The deeper problem is structural. Every algorithm trained on American data is trained on data produced by American history — a history of explicit racial discrimination in housing, employment, education, and criminal justice. That history shaped which zip codes have high property values, which names appear on successful résumés, which neighborhoods have high crime data, which patients had expensive healthcare. A machine trained on that data will reproduce those patterns unless it is specifically designed not to — and most are not.

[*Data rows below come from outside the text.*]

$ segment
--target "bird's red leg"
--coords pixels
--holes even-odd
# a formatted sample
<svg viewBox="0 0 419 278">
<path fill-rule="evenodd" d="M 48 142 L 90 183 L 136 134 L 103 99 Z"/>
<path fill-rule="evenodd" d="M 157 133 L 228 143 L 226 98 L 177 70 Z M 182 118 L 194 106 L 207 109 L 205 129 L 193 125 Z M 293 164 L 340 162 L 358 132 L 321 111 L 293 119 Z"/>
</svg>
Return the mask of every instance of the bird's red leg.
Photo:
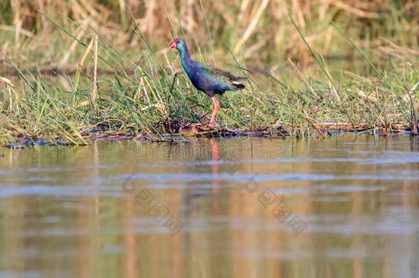
<svg viewBox="0 0 419 278">
<path fill-rule="evenodd" d="M 220 108 L 220 103 L 215 97 L 211 97 L 211 100 L 212 100 L 212 103 L 214 104 L 214 110 L 212 111 L 212 115 L 211 115 L 211 119 L 210 120 L 209 126 L 214 127 L 215 116 L 217 115 L 217 112 L 218 112 L 218 109 Z"/>
</svg>

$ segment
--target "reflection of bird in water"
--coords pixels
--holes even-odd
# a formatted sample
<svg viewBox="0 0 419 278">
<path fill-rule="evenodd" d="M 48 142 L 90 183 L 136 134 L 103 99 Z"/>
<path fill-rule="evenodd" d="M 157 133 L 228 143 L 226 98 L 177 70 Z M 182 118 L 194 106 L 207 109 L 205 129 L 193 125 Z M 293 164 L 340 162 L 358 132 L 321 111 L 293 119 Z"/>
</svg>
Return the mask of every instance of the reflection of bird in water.
<svg viewBox="0 0 419 278">
<path fill-rule="evenodd" d="M 211 181 L 211 191 L 196 189 L 192 189 L 192 192 L 189 193 L 185 196 L 185 204 L 190 209 L 192 205 L 192 200 L 197 198 L 211 197 L 212 205 L 213 211 L 216 211 L 218 209 L 218 193 L 220 191 L 218 182 L 219 165 L 218 159 L 220 157 L 218 142 L 213 138 L 210 139 L 210 145 L 211 148 L 211 159 L 212 178 Z M 198 192 L 196 192 L 198 190 Z"/>
</svg>

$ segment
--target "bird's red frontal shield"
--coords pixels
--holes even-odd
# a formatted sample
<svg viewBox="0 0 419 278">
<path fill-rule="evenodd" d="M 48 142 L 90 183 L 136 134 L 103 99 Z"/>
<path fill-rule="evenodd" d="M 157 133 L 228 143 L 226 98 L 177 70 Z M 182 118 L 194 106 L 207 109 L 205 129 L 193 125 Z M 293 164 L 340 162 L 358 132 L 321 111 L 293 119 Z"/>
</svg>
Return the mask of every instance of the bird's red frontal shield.
<svg viewBox="0 0 419 278">
<path fill-rule="evenodd" d="M 177 43 L 179 40 L 179 38 L 175 38 L 174 40 L 173 40 L 172 42 L 172 43 L 170 43 L 170 45 L 169 45 L 169 48 L 170 48 L 170 49 L 176 48 L 176 44 Z"/>
</svg>

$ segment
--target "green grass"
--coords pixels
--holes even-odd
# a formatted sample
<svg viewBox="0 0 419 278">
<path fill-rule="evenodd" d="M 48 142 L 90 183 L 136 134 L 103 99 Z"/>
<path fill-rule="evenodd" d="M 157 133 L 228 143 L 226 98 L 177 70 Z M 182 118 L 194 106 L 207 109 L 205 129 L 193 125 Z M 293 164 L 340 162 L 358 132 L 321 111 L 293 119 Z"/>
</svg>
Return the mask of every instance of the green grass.
<svg viewBox="0 0 419 278">
<path fill-rule="evenodd" d="M 202 5 L 201 8 L 204 9 Z M 129 9 L 128 12 L 133 18 Z M 210 34 L 210 24 L 203 14 L 203 28 Z M 53 53 L 60 49 L 67 51 L 68 45 L 77 40 L 81 26 L 69 18 L 63 24 L 62 19 L 47 16 L 56 34 L 50 48 L 55 49 Z M 396 12 L 394 16 L 400 19 Z M 383 60 L 379 53 L 370 53 L 368 47 L 362 46 L 366 40 L 351 38 L 351 29 L 347 34 L 341 25 L 330 23 L 333 36 L 339 35 L 353 49 L 354 62 L 346 60 L 344 65 L 325 58 L 317 51 L 318 45 L 306 39 L 304 31 L 292 19 L 291 22 L 295 34 L 299 34 L 315 62 L 305 68 L 289 60 L 278 62 L 286 65 L 283 70 L 272 67 L 249 71 L 245 69 L 253 69 L 249 59 L 243 59 L 241 54 L 234 56 L 229 45 L 217 45 L 213 49 L 212 45 L 207 44 L 201 49 L 203 44 L 186 38 L 196 60 L 215 62 L 221 56 L 214 53 L 223 51 L 226 55 L 220 62 L 217 60 L 218 66 L 249 76 L 245 90 L 227 92 L 219 97 L 222 109 L 216 120 L 220 127 L 271 132 L 280 129 L 300 137 L 318 135 L 319 130 L 326 134 L 330 130 L 370 128 L 389 135 L 392 131 L 414 129 L 418 113 L 418 97 L 414 97 L 418 94 L 417 90 L 410 91 L 414 97 L 411 102 L 407 93 L 419 82 L 418 56 Z M 29 67 L 16 60 L 16 56 L 7 56 L 9 72 L 19 78 L 12 79 L 12 88 L 0 87 L 0 143 L 47 138 L 87 143 L 93 137 L 126 135 L 166 140 L 185 123 L 199 122 L 201 115 L 210 115 L 210 98 L 194 89 L 182 73 L 177 53 L 155 51 L 165 46 L 153 45 L 138 25 L 132 27 L 141 42 L 141 47 L 135 49 L 120 49 L 106 34 L 91 27 L 85 30 L 83 40 L 77 40 L 73 56 L 80 60 L 93 34 L 99 33 L 97 103 L 91 99 L 91 53 L 81 71 L 58 71 L 52 76 L 38 71 L 39 65 L 51 58 L 50 54 L 36 52 L 34 55 L 38 58 L 27 58 L 35 61 Z M 210 37 L 216 40 L 214 34 Z M 21 47 L 29 49 L 30 45 L 23 43 Z"/>
</svg>

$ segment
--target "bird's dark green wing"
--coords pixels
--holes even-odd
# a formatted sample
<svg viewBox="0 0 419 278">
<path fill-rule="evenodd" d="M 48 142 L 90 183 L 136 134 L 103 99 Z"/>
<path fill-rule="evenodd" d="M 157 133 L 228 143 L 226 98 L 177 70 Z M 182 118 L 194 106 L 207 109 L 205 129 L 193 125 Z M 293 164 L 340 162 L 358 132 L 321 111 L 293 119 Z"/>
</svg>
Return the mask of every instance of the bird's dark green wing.
<svg viewBox="0 0 419 278">
<path fill-rule="evenodd" d="M 238 77 L 229 72 L 207 65 L 202 65 L 201 70 L 203 73 L 208 78 L 214 78 L 226 84 L 238 84 L 247 79 L 246 77 Z"/>
</svg>

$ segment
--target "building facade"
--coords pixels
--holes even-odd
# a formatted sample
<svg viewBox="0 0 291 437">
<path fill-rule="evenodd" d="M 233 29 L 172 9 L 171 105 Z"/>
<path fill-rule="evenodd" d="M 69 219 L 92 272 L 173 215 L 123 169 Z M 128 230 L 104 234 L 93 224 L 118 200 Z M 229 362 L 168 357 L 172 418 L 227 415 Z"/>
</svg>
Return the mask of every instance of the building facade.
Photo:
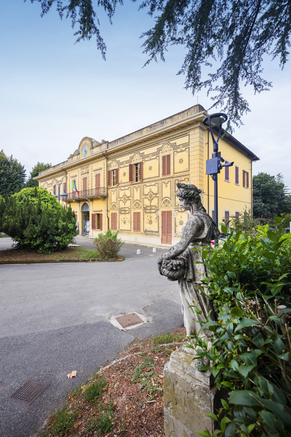
<svg viewBox="0 0 291 437">
<path fill-rule="evenodd" d="M 214 213 L 214 183 L 206 174 L 211 137 L 200 105 L 115 141 L 85 137 L 68 159 L 41 172 L 39 186 L 74 211 L 81 235 L 119 230 L 124 241 L 154 245 L 178 241 L 188 218 L 176 197 L 178 182 L 203 190 Z M 218 175 L 219 221 L 252 208 L 252 162 L 259 158 L 231 135 L 219 150 L 234 161 Z M 75 190 L 77 191 L 75 191 Z"/>
</svg>

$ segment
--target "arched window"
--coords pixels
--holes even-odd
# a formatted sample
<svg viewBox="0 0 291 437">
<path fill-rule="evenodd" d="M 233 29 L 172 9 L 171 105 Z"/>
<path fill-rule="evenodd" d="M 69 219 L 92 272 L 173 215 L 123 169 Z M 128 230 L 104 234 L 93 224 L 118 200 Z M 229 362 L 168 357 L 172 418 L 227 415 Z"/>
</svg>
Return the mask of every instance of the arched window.
<svg viewBox="0 0 291 437">
<path fill-rule="evenodd" d="M 90 230 L 90 208 L 87 203 L 82 207 L 82 235 L 88 235 Z"/>
</svg>

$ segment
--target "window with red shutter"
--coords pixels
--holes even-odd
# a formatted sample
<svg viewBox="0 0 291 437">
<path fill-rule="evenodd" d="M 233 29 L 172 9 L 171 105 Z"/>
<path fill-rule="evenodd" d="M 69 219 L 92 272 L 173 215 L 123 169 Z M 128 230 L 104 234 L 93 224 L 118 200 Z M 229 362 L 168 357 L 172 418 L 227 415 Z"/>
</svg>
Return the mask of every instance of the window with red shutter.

Virginia Eubanks, in Automating Inequality (2018), documented how automated decision-making systems used in public services — welfare benefits, child protective services, public housing eligibility — systematically disadvantaged poor people and people of color. Her conclusion: these systems do not introduce new forms of discrimination. They automate existing ones, at greater scale, with greater opacity, and with less accountability than their human predecessors. The machine did not create the inequality. But it runs it more efficiently, and it can point to its own objectivity while doing so.